Grainger bounced up to them, looking fit and trim. Of medium height and build, he moved with the quickness of a smaller man. He was alert and cheerful, his breath shooting out like blasts from a SAW.
"I'm glad to see you, Ari, but I'll admit to being surprised. What in the world could you be paying Ben back for? He told you this was the advanced trail, didn't he?" He gave Ben an arch look.
"Sure I did," said Ben, who then paused and frowned. "Didn't I?"
"Ben performed an inestimable service for me." Ari thumped his chest. "I am prepared to stay the course." He coughed.

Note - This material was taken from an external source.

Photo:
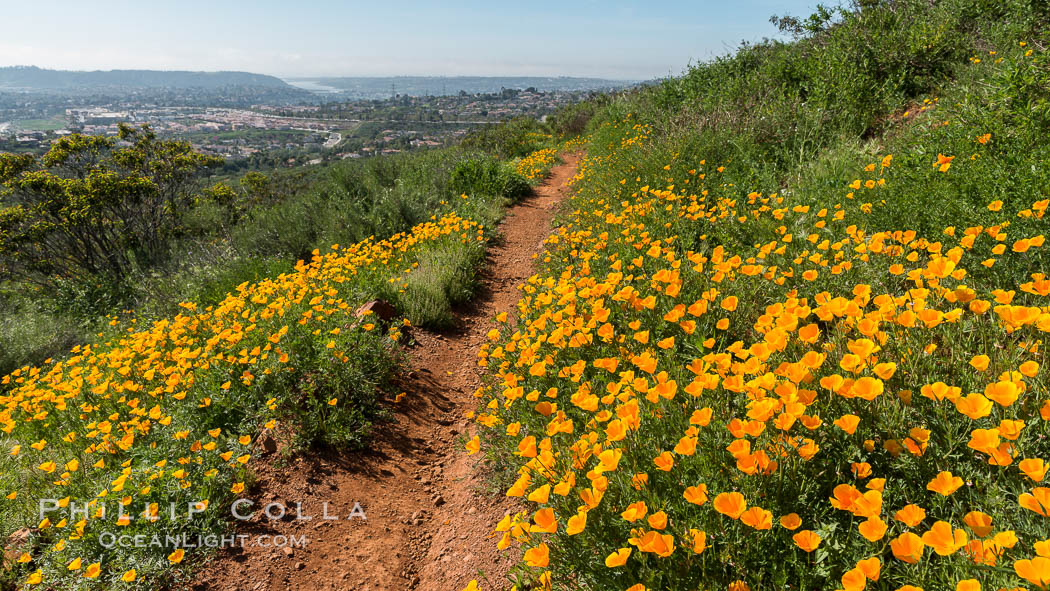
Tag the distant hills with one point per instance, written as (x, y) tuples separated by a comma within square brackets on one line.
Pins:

"I see..." said the pastor doubtfully. "Well, it's obvious you two want to keep this under your hats." He turned to the group and gestured for them to gather round. "Listen up, now! As you know, I've already sent the beginner and intermediate groups ahead. We'll be passing them in short order. I'm asking you very nicely to refrain from your usual hooting and catcalls when we forge ahead of them. Certainly, no comments about 'lard-butts', which I would have said goes without saying, except our last run taught me otherwise."
There was some laughter.
"Otherwise, the wrath of the Lord will descend upon you!" Grainger finished.
The group did not seem to take the threat very seriously. Obviously, the Methodist pastor was no imam.
"Who takes point?"
His military phraseology made Ari wonder about his past. Had he been in the military? He knew nothing about the man beyond his clerical collar--which, at the moment, he was not sporting, unless it was hidden under his jacket. Several people raised their hands, including Ben.
"Draw straws!" someone shouted.
"That's gambling."
A collective joshing noise greeted this assertion. Grainger shrugged, and said "Rock-paper-scissors."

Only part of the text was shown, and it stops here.